Alvin Ray Rozelle served as commissioner of the NFL for 30 years, spanning the terms of eight Presidents. A charismatic leader, he was the premier commissioner in all of sports, guiding the league through a period of unprecedented growth. When Rozelle arrived in 1960, the NFL had 12 teams worth one millions dollars each. When he left in 1989, the league had 28 teams–each worth more than $ 100 million. Rozelle was a consensus builder, not a power broker, and had a policy of “league think”—his mantra promoting unselfishness among the franchises. He turned pro football into America’s number one sport, surpassing baseball as the country’s national pastime. Red Auerbach [Daily Dose, January 12] observed, “Pro football was nothing until he became commissioner.” He was a visionary, negotiating blockbuster television contracts, overseeing the AFL-NFL merger and inventing the Super Bowl, which would become America’s premier sporting event.

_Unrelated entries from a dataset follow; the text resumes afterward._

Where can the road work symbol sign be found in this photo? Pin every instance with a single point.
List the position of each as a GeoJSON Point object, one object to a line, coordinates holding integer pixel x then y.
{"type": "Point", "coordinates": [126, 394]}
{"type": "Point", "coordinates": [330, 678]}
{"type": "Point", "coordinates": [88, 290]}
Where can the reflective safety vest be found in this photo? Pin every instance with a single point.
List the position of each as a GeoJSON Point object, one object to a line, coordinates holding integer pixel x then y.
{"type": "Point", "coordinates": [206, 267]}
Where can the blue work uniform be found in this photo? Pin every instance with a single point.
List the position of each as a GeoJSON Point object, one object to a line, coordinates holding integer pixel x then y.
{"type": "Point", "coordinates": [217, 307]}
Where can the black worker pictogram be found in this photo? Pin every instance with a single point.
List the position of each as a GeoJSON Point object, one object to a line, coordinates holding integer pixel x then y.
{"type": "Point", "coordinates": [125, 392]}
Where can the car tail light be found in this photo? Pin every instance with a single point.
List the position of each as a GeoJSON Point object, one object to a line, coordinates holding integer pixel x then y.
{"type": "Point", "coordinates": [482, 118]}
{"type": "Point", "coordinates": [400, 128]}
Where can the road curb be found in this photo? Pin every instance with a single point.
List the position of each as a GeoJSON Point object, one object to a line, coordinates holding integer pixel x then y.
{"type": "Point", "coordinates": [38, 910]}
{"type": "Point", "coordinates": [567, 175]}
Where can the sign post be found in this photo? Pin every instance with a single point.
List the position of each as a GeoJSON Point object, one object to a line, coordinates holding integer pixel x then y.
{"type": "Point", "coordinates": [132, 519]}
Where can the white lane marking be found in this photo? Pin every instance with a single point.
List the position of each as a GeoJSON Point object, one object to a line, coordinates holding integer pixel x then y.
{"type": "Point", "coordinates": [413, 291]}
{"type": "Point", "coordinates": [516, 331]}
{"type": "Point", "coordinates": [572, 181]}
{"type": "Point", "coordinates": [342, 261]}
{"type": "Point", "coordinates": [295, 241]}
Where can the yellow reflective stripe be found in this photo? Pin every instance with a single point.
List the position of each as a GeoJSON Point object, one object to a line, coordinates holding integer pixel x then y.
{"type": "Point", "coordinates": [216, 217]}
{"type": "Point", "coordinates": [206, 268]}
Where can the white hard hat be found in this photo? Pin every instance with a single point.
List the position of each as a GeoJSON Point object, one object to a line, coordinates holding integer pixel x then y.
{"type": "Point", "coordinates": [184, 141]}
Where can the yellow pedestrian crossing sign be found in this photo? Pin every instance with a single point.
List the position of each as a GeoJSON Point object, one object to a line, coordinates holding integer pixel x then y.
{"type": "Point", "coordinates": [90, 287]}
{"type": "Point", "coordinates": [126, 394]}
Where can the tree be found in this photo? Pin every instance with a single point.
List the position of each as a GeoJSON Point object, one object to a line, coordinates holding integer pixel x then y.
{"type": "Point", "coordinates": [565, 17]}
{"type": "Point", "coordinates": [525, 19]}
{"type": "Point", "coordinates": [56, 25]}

Rozelle was an iron-willed tycoon who created the business model for all of professional sports. Mr. Rozelle had a strong management style, convincing owners to share revenue equally and allowing small-market teams a chance to compete. Vince Lombardi said, “What Pete Rozelle did with TV receipts probably saved football in Green Bay.” He inherited a fragmented collection of 12 franchises and turned it into a cartel. In 1960, the Minnesota Vikings and Dallas Cowboys joined the league for $ 1 million each. In 1999, the Cleveland Browns paid $ 530 million to join. His biggest regret as commissioner was allowing NFL games to be played just two days after the JFK assassination in 1963, yet Pete Rozelle was named “Sportsman of the Year” by Sports Illustrated later that year. In 1999, The Sporting News named him the 20th Century’s most powerful person in sports. In 1985, Mr. Rozelle was elected to the Pro Football Hall of Fame. Eleven years later, he died of brain cancer. At the time of his retirement in 1989, nine of the ten most-watched programs in television history were Super Bowls.